The aim of this study was to investigate the chemopreventive efficacy and anti-lipid peroxidative potential of jasmine on 7,12-dimethylbenz(a)anthracene (DMBA)-induced rat mammary carcinogenesis. The results of this study clearly indicate that jasmine has potent chemopreventive efficacy in experimental mammary carcinogenesis and further studies are warranted to isolate and characterize the bioactive principle from jasmine

Effectiveness of aroma on work efficiency: lavender aroma during recesses prevents deterioration of work performance.
Chem Senses. 2005.
The present study investigated whether exposure to aromas during recess periods affects work performance. Subjects comprised 36 healthy male students (mean age, 24 years) who were randomly divided into three groups: (1) control group, not exposed to aroma during recesses; (2) jasmine group, exposed to jasmine aroma during recesses; and (3) lavender group, exposed to lavender aroma during recesses. All participants completed five work sessions performing a task requiring concentration on a computer monitor, with each session lasting 60 min. Recess periods of 30 min were provided between each session. To clarify the time at which work concentration was lowest, work performance for the control group was analyzed. Concentration was lowest in the afternoon period, where afternoon drowsiness is strongest. Comparison of the three groups for this time period indicated significantly higher concentration levels for the lavender group than for the control group. No such effect was noted for the jasmine group. Although lavender is a sedative-type aroma, use during recess periods after accumulation of fatigue seems to prevent deterioration of performance in subsequent work sessions.

Questions
Is it okay to drink jasmine tea daily?
   Jasmine tea does have good antioxidants, but I prefer to alternate different tea. Drinking jasmine tea 2 or 3 times a week would be fine, and the rest of the time you can alternate drinking a number of other herbal teas available in health food stores.

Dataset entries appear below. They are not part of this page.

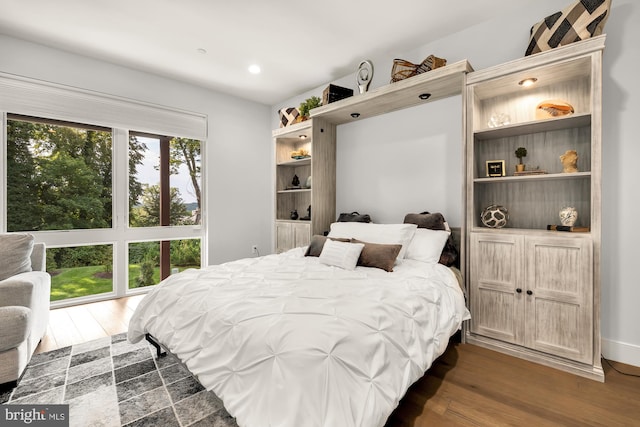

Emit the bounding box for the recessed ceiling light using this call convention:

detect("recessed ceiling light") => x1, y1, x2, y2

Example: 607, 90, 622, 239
518, 77, 538, 87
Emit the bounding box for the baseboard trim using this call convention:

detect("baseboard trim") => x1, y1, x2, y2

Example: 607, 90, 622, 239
601, 338, 640, 368
466, 334, 605, 382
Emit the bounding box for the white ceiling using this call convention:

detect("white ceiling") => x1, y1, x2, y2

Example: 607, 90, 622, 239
0, 0, 523, 105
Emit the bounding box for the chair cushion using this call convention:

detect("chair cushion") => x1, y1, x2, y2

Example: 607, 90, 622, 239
0, 305, 31, 352
0, 233, 34, 280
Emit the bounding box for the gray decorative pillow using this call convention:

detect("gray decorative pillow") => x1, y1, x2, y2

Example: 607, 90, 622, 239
404, 212, 447, 230
0, 233, 34, 280
404, 212, 460, 267
524, 0, 611, 56
304, 234, 350, 256
351, 239, 402, 271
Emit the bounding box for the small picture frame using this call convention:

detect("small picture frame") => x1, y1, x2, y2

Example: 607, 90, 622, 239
487, 160, 507, 177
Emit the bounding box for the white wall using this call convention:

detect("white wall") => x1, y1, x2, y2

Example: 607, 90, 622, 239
271, 0, 640, 366
0, 35, 273, 263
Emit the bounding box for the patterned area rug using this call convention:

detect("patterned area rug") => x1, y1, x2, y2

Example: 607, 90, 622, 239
0, 334, 237, 427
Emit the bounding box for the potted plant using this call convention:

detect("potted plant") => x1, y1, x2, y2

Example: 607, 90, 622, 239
516, 147, 527, 172
298, 96, 322, 121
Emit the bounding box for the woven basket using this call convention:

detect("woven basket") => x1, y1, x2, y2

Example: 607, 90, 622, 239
391, 55, 447, 83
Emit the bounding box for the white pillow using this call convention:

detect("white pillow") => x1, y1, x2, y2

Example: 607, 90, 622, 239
329, 222, 418, 260
405, 228, 450, 264
318, 239, 364, 270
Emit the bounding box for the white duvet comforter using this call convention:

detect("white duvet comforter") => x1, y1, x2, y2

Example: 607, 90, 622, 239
129, 249, 469, 427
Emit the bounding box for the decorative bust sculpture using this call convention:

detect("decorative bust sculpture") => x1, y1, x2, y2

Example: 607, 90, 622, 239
560, 206, 578, 227
560, 150, 578, 173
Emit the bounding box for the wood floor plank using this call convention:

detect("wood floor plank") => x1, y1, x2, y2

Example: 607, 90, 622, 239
37, 295, 640, 427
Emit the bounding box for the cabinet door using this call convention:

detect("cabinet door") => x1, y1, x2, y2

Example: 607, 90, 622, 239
525, 237, 593, 363
469, 233, 524, 344
291, 224, 311, 248
276, 222, 294, 254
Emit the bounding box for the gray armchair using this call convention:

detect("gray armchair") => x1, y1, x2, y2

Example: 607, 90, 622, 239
0, 234, 51, 388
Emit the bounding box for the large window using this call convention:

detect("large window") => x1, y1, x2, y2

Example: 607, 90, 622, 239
129, 133, 202, 227
129, 133, 202, 288
4, 114, 203, 303
7, 116, 112, 231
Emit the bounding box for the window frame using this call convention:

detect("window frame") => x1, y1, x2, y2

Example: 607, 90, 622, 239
0, 73, 208, 308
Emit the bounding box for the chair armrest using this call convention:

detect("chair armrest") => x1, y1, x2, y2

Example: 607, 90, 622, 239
31, 243, 47, 271
0, 271, 51, 309
0, 306, 31, 352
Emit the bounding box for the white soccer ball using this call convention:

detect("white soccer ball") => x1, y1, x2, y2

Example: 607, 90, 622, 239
480, 205, 509, 228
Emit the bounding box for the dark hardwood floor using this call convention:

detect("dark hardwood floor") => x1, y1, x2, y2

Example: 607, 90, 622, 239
37, 296, 640, 427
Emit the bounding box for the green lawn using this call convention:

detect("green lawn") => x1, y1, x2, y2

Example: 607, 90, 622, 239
51, 264, 198, 301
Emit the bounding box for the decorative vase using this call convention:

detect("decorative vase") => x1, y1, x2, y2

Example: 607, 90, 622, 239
560, 206, 578, 227
480, 205, 509, 228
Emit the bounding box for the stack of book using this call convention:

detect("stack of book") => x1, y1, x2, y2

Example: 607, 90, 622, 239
513, 169, 547, 176
547, 225, 589, 233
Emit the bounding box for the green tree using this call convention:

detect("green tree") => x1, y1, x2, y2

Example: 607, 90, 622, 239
132, 185, 189, 227
7, 120, 42, 231
39, 152, 111, 230
169, 138, 202, 224
129, 135, 148, 215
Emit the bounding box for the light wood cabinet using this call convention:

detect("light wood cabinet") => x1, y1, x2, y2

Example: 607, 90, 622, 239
272, 60, 473, 252
273, 119, 336, 253
276, 221, 311, 253
465, 36, 605, 380
470, 233, 593, 364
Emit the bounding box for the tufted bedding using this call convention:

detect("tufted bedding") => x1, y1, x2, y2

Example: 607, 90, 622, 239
129, 248, 469, 427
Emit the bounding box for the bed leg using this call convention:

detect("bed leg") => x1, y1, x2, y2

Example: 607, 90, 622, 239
144, 334, 167, 359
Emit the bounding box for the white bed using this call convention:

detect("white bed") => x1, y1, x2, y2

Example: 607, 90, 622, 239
129, 222, 469, 427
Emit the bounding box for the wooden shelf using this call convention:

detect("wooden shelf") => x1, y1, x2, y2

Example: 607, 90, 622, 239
278, 188, 311, 194
469, 226, 591, 239
278, 157, 311, 167
473, 114, 591, 141
473, 172, 591, 184
276, 219, 311, 224
271, 120, 312, 140
311, 60, 473, 125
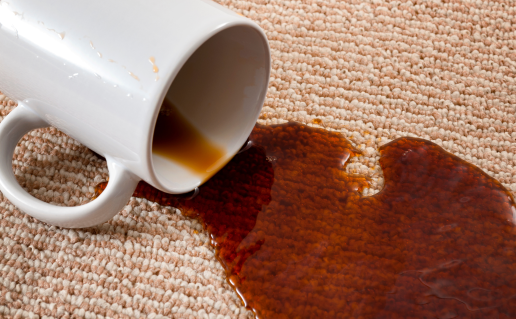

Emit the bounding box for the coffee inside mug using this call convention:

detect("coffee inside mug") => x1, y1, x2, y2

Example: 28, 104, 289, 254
152, 26, 269, 190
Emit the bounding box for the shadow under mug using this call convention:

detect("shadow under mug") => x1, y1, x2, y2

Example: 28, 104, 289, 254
0, 0, 270, 228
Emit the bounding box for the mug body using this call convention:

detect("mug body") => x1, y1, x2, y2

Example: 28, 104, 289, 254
0, 0, 270, 193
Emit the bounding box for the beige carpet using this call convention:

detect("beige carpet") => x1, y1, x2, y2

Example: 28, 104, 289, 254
0, 0, 516, 318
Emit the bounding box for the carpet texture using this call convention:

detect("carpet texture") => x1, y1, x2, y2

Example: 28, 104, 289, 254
0, 0, 516, 318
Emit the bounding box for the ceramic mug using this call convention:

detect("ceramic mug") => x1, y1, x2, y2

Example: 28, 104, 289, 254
0, 0, 270, 227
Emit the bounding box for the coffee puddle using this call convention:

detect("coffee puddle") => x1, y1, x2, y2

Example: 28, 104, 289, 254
95, 123, 516, 319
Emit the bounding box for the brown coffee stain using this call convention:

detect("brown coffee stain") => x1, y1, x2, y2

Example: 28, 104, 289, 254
127, 71, 140, 81
97, 123, 516, 318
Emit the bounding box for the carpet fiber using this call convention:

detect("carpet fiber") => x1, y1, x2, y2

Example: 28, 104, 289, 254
0, 0, 516, 318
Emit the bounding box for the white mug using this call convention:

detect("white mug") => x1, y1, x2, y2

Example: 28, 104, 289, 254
0, 0, 270, 227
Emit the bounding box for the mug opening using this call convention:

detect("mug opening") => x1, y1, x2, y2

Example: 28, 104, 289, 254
152, 25, 270, 193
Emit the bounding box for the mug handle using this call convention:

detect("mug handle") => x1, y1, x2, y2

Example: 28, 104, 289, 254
0, 103, 140, 228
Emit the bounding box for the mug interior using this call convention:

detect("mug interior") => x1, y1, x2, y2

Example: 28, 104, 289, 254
152, 26, 270, 193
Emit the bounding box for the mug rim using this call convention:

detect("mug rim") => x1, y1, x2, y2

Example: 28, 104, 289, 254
141, 17, 271, 194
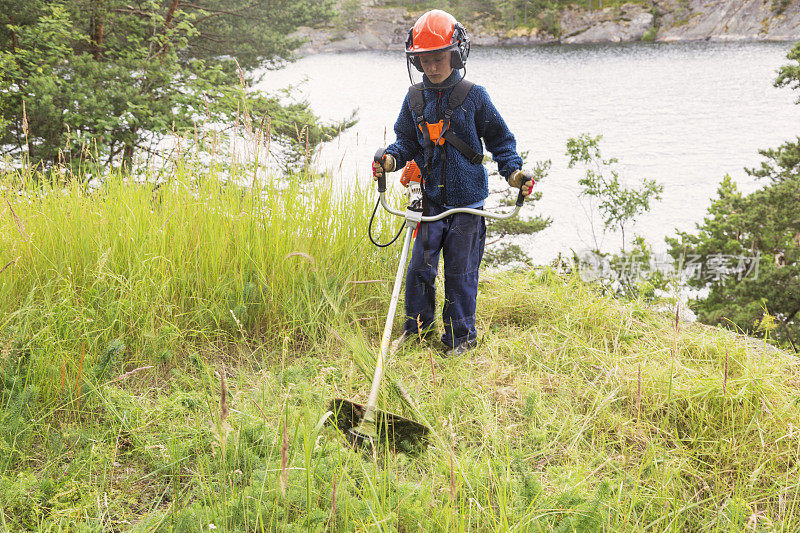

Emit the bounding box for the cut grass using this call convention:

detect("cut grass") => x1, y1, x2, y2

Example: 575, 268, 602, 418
0, 169, 800, 531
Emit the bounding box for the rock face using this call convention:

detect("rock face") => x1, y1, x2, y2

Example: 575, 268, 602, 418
656, 0, 800, 42
293, 0, 800, 54
561, 4, 653, 44
292, 5, 414, 54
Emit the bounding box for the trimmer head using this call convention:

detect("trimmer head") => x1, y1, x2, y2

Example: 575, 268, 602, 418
328, 398, 430, 454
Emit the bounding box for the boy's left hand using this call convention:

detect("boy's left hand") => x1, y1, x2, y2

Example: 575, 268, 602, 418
508, 170, 536, 198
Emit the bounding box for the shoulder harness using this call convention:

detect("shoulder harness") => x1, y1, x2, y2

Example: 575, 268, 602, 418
408, 78, 483, 175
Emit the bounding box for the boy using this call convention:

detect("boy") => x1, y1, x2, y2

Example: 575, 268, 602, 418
372, 10, 533, 357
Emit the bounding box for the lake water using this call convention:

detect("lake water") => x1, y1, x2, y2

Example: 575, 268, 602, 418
259, 42, 800, 262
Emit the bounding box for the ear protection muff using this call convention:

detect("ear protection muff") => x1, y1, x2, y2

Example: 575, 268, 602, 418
450, 22, 469, 69
406, 27, 422, 72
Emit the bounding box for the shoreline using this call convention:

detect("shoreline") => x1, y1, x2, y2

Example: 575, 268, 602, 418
293, 0, 800, 56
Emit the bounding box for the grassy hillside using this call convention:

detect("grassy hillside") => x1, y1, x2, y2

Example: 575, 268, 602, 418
0, 168, 800, 531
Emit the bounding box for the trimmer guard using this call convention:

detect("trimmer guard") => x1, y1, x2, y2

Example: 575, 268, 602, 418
327, 398, 430, 453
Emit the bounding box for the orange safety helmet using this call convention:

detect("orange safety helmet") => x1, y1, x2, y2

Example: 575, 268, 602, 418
406, 9, 469, 72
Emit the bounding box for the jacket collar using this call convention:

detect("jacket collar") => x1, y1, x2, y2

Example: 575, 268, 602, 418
422, 69, 462, 90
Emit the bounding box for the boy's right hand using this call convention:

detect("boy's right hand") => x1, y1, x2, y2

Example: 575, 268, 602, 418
508, 170, 535, 198
372, 154, 395, 181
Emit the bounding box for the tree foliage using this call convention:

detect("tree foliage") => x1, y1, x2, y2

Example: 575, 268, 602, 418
0, 0, 342, 172
567, 133, 664, 251
667, 43, 800, 350
483, 158, 553, 266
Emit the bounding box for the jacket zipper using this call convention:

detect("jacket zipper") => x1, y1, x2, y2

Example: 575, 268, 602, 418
436, 89, 447, 205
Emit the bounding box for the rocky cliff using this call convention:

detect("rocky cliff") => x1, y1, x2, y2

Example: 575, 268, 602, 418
296, 0, 800, 54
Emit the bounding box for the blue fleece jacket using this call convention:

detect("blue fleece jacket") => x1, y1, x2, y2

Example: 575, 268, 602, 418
386, 71, 522, 207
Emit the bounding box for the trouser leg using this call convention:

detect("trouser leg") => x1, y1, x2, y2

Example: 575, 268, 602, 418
442, 213, 486, 348
404, 220, 445, 333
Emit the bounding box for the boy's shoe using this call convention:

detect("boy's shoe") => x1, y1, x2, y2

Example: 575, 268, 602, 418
443, 339, 478, 359
391, 328, 436, 353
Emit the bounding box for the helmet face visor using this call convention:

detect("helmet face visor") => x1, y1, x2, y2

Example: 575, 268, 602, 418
406, 53, 466, 89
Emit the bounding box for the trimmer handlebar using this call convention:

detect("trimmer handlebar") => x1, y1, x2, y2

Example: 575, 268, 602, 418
378, 185, 525, 222
374, 148, 525, 222
374, 148, 386, 194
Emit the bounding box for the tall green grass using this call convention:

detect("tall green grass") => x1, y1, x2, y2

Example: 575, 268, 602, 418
0, 167, 800, 531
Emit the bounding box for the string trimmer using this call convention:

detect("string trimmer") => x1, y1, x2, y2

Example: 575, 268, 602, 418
330, 150, 525, 449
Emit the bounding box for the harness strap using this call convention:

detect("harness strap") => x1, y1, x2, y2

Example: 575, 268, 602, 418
408, 78, 483, 169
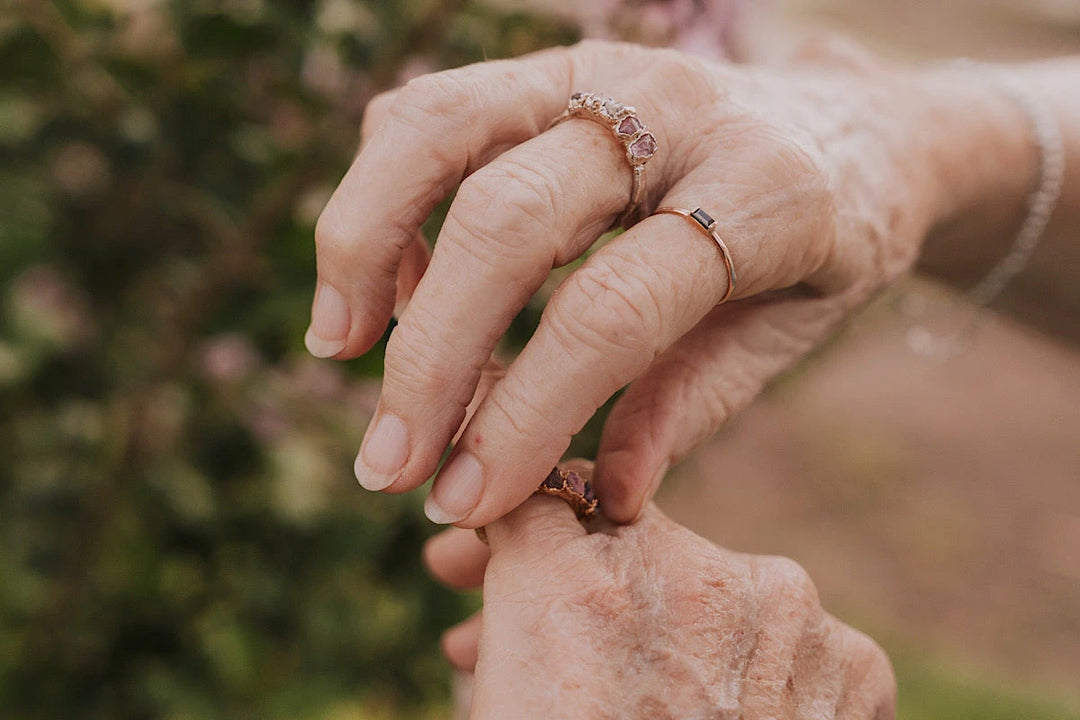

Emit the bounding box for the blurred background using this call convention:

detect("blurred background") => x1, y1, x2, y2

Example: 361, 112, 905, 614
0, 0, 1080, 720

Q. I'm a freelance writer. I've been asked to write a short piece on Jasmine Tea as a potential mood lifter for a magazine. I've written for such magazines as Alternative Medicine, Better Nutrition, Urban Male etc. I've just started my research and discovered recent studies suggest jasmine tea produces calm and vigorous mood states. Would you be so kind to offer a quote for my article? If so, please provide a written response to the following questions?
1. How often do you recommend drinking jasmine tea? Every day, 1-3 times a week, once a week when, how much?
2. Do you find jasmine tea effective in calming mood? Thank you for your time. I look forward to hearing from you.
   A. I prefer individuals vary the teas they drink in order to obtain beneficial substances from a number of herbal teas as opposed to ingesting the same substances every day. As such, drinking jasmine tea once or twice a week would be quite acceptable. Jasmine tea has a mild calming effect, but - based on the jasmine tea brands I have tried - it is not as potent as some other teas such as passionflower.

I read a small article about jasmine tea. The source of information was John A. Burns School of Medicine at the University of Hawaii. The article said that jasmine tea can clear arteries of plaque. Do you know if that is true? If true, does it clear arteriosclerosis (calcium) and/or atherosclerosis (fatty)?
   As of November 2010, I have not seen studies with jasmine herb in humans in terms of its benefit for heart disease. There are countless herbs that have antioxidant and other compounds that can have a beneficial effect on arteries or heart tissue.